Ritiravasi adunque dalle conquistate terre l’arciduca Giovanni, ritiravasi a presti passi il Chasteler dai confini del Tirolo, chiamati ambidue dall’aulico consiglio di guerra, il primo a difendere la metropoli dell’austriaca monarchia minacciata dal celere avanzamento di Napoleone per la sponda destra del Danubio, il secondo a porgere un sollecito soccorso all’armata manomessa dell’arciduca Carlo. Queste ritirantisi armate venivano perseguitate dalle nemiche, e conseguentemente rientrava dall’Italia nel Tirolo con cinque mila napoleoniani il generale Rusca, surrogato a Baraguey d’Hilliers, chiamato dal vicerè ad altra destinazione.

Il movimento retrogrado di Chasteler presagiva ai tirolesi una serie spaventevole di novelle sciagure, e copriva il paese di lutto universale. Al rumore degli ardimenti, alle narrate allegrezze, ai riportati trionfi succedeva pertanto nei primi giorni di maggio il silenzio, la trepidazione e l’abbattimento di tutti.

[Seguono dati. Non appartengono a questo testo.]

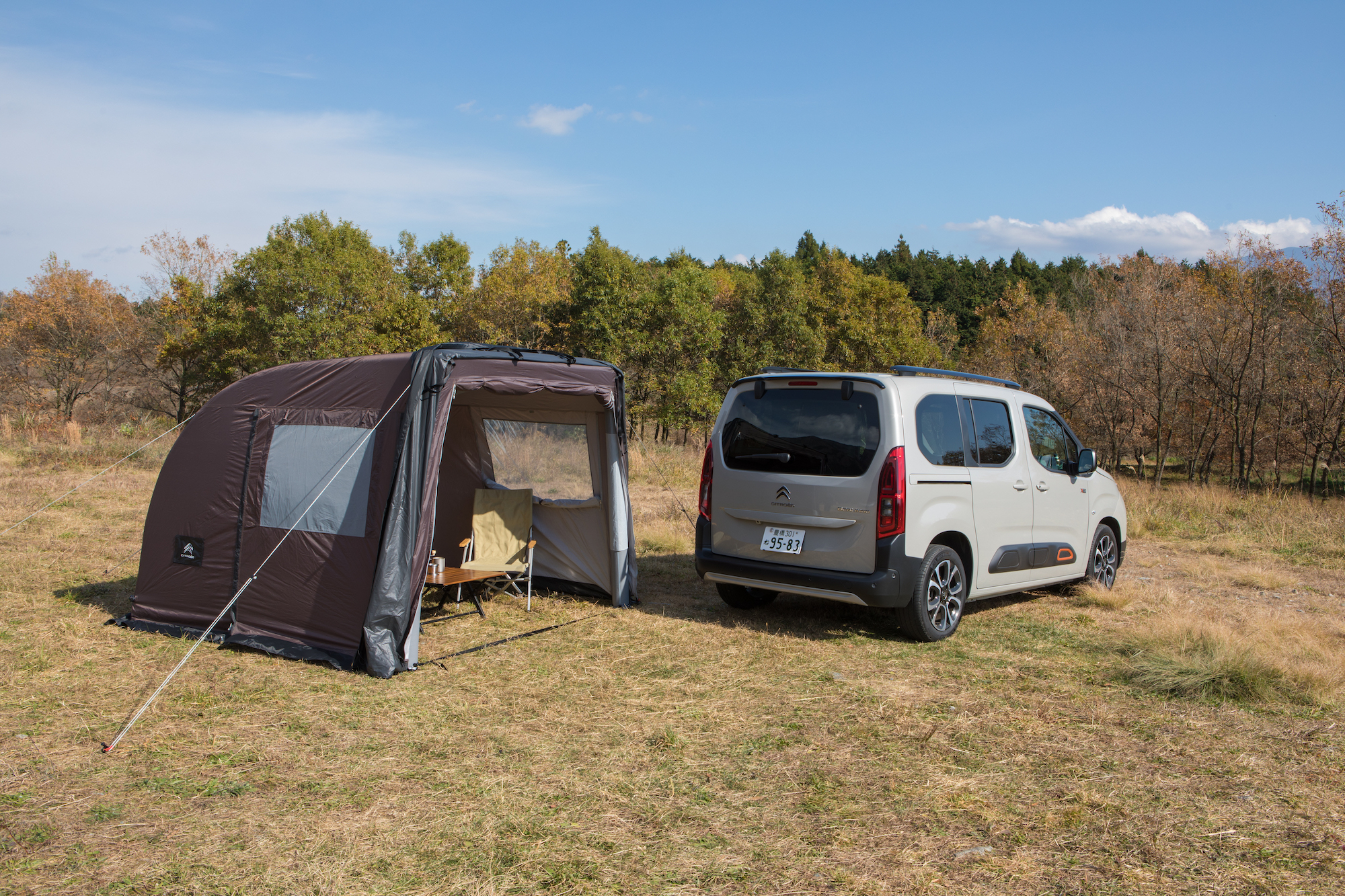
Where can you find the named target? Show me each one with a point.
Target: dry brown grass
(1245, 526)
(676, 748)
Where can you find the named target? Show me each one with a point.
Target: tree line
(1231, 366)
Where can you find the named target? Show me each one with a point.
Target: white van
(918, 490)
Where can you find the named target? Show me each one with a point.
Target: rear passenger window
(995, 435)
(939, 431)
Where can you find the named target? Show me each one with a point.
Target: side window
(939, 431)
(993, 434)
(1051, 444)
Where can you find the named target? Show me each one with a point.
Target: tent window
(301, 462)
(551, 459)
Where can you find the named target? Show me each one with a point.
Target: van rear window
(802, 431)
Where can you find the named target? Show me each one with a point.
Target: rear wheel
(744, 596)
(935, 610)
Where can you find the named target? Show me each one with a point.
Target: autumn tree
(178, 365)
(65, 337)
(315, 290)
(440, 272)
(603, 313)
(521, 292)
(870, 322)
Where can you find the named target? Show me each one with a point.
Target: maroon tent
(345, 585)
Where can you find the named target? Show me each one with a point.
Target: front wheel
(743, 596)
(935, 610)
(1104, 557)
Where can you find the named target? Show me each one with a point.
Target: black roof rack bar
(818, 374)
(903, 370)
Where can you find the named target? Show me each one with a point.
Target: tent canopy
(345, 585)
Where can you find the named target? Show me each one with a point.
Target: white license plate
(787, 541)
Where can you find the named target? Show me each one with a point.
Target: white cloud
(1286, 232)
(1117, 231)
(555, 122)
(89, 169)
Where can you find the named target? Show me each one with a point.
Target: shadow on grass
(669, 587)
(112, 596)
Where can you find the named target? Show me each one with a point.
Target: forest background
(1229, 368)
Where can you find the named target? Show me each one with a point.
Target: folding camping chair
(502, 542)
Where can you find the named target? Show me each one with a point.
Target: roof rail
(903, 370)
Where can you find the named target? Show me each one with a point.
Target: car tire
(939, 599)
(1104, 557)
(744, 596)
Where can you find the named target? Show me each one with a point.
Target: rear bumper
(891, 583)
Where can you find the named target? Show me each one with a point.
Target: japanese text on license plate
(787, 541)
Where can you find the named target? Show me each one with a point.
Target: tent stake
(107, 748)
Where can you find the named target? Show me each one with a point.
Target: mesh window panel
(551, 459)
(302, 460)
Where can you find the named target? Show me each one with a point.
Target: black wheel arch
(961, 545)
(1121, 537)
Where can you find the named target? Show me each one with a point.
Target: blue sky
(723, 128)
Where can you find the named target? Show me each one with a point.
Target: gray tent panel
(302, 462)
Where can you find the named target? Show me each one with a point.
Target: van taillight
(707, 477)
(892, 494)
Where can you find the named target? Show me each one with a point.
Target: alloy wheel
(1105, 560)
(944, 596)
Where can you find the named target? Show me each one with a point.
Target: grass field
(1179, 735)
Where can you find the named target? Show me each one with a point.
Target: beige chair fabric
(502, 524)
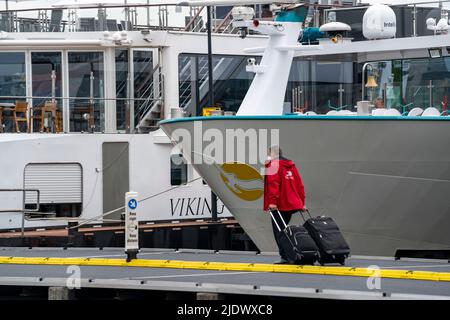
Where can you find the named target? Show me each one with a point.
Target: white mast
(266, 93)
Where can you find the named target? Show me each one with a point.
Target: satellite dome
(379, 22)
(335, 26)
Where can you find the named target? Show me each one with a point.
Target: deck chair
(87, 24)
(20, 115)
(55, 20)
(111, 25)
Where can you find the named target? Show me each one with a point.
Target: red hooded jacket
(283, 186)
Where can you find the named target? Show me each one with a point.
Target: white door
(57, 182)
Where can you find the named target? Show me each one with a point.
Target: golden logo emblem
(242, 180)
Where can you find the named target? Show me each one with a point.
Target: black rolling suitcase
(296, 242)
(332, 246)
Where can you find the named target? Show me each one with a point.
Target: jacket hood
(286, 163)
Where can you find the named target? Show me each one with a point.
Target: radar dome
(379, 22)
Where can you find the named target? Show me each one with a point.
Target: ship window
(178, 170)
(87, 108)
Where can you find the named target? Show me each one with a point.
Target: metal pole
(211, 99)
(53, 77)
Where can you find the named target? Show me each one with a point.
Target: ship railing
(120, 17)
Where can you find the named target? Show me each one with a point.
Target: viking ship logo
(242, 180)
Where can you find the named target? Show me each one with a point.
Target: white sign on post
(131, 225)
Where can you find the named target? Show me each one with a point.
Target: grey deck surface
(172, 277)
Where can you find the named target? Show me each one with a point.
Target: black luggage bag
(296, 242)
(332, 246)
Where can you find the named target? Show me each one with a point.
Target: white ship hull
(386, 181)
(147, 172)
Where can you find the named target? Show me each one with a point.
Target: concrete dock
(223, 273)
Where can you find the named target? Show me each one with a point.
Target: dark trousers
(286, 215)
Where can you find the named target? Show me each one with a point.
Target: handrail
(223, 21)
(193, 19)
(38, 198)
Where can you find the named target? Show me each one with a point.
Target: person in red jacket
(283, 191)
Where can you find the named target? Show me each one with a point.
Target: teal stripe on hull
(296, 117)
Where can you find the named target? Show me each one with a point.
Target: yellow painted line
(232, 266)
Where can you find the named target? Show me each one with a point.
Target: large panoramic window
(46, 85)
(12, 76)
(405, 84)
(143, 83)
(122, 107)
(86, 91)
(231, 82)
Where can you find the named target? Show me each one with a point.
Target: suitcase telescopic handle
(275, 220)
(307, 211)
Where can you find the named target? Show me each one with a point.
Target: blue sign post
(131, 226)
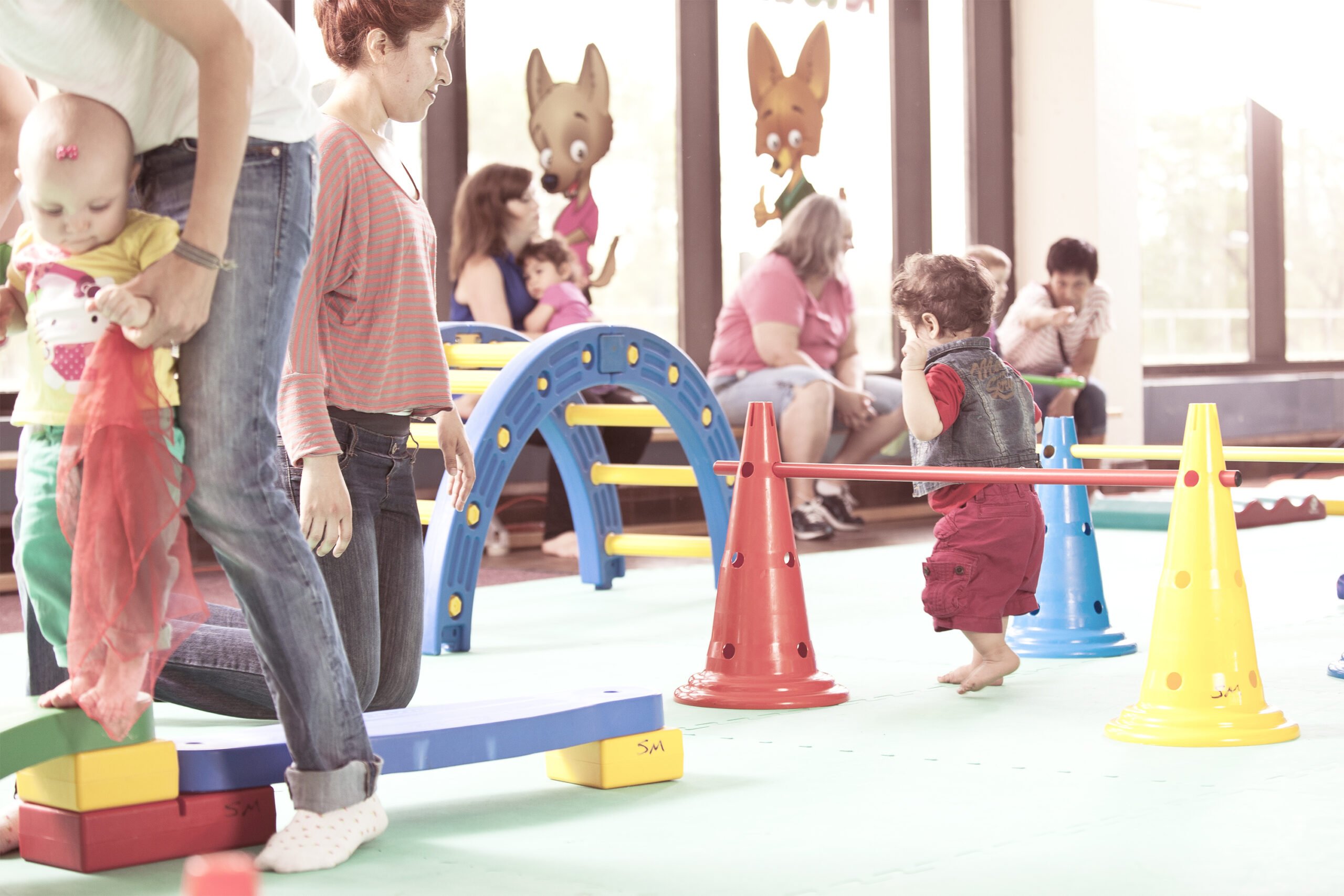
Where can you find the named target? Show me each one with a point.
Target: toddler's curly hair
(549, 250)
(959, 292)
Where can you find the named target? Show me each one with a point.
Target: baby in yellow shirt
(80, 241)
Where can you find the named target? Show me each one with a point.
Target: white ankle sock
(313, 841)
(10, 827)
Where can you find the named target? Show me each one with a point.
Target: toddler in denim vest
(967, 407)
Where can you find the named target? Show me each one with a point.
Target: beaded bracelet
(198, 256)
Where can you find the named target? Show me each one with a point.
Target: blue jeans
(229, 375)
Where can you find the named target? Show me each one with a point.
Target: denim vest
(998, 421)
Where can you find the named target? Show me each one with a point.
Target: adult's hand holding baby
(181, 293)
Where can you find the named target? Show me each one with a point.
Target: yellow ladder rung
(643, 475)
(658, 546)
(471, 382)
(615, 416)
(425, 434)
(481, 354)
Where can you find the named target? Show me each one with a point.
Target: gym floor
(906, 789)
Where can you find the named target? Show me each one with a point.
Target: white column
(1076, 168)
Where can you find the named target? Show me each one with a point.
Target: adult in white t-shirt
(1054, 330)
(217, 97)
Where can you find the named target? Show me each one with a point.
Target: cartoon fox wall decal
(788, 112)
(572, 128)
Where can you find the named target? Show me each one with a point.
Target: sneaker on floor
(838, 510)
(810, 523)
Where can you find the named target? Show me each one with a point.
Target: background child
(77, 166)
(549, 269)
(967, 407)
(1000, 268)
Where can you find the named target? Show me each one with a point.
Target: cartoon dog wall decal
(788, 112)
(572, 128)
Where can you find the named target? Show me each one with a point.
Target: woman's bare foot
(991, 671)
(59, 698)
(566, 544)
(116, 700)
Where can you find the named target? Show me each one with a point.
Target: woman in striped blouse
(365, 351)
(1055, 328)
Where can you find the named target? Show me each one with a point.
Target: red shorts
(987, 561)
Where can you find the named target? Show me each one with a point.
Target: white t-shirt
(1038, 351)
(102, 50)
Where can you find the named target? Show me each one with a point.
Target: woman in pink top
(365, 352)
(786, 336)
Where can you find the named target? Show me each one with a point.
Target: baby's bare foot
(59, 698)
(991, 672)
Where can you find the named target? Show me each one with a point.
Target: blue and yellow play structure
(536, 386)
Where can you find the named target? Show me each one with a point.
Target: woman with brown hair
(496, 215)
(788, 336)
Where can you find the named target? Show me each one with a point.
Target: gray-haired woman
(786, 335)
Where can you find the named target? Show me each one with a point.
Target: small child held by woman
(99, 537)
(550, 272)
(967, 407)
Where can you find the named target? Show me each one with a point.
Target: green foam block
(30, 734)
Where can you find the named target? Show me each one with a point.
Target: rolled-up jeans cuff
(322, 792)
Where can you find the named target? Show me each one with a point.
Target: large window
(855, 151)
(635, 186)
(1193, 190)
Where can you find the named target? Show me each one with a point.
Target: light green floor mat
(908, 789)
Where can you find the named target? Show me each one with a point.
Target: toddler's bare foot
(59, 698)
(991, 671)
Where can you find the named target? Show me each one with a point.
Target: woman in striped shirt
(1054, 330)
(365, 351)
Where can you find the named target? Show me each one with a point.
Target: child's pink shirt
(569, 304)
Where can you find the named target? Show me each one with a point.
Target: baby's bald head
(76, 162)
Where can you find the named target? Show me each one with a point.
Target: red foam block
(128, 836)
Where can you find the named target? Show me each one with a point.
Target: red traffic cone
(219, 875)
(761, 655)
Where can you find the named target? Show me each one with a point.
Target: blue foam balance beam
(421, 738)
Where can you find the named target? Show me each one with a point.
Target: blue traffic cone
(1072, 620)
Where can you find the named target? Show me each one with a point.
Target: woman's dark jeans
(1089, 410)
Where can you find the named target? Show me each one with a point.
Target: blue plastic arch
(530, 395)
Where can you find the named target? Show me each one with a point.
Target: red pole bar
(896, 473)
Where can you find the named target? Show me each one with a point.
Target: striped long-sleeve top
(366, 330)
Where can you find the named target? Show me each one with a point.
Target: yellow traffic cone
(1203, 687)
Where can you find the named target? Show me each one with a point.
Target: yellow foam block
(620, 762)
(131, 775)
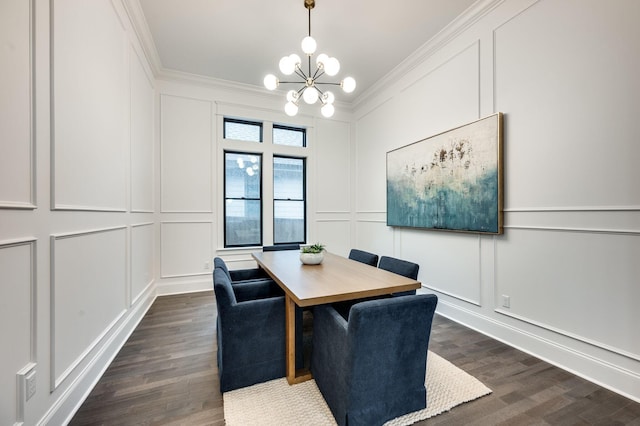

Gli armati avviliti e confusi mandavano dall’imo del cuore addolorato sospiri, piangendo il sangue inutilmente perduto; la plebaglia si abbandonava, in mezzo ai lamenti, alla precipitosa risoluzione di ostarsi persino forzosamente alla ritirata degli austriaci, che Chasteler conduceva fuori del Tirolo, commettendo, massime ad Hall, de’ disperati eccessi; i vecchi e gli inermi gettavano un pietoso sguardo sull’opre gloriose dei figli e de’ fratelli, le quali omai giudicavansi cadute a voto, in ispecie da coloro che le cose misuravano col compasso della prudenza e della riflessione; le spose deponevano fra i singhiozzi, la rabbia e il dolore, le trionfali ghirlande approntate per decorare i loro mariti, temendo oggimai ancor esse, che gli onorati allori dovessero cangiarsi in funebri cipressi. Ma andrebbe errato chi si facesse a credere che la spaventevole catastrofe di Eckmühl, la ritirata sforzata dell’arciduca Carlo, e quella volontaria dell’arciduca Giovanni, l’abbandono di Chasteler, e l’avvicinamento dell’armi napoleoniane alla capitale dell’Austria, potessero aver spenta intieramente nei tirolesi petti la lusingatrice speranza, e gli avesse indotti a deporre le armi. No. La speranza germinava tuttavia nei loro cuori: il pensiero poi, che nella provincia rimaneva un polso di regolari a piedi e a cavallo, lasciato da Chasteler per conservare possibilmente la di lei difesa, contribuiva a maggiormente fomentare quella dominante passione, i cui terribili effetti saranno lacrimevole e maraviglioso soggetto dei seguenti capitoli.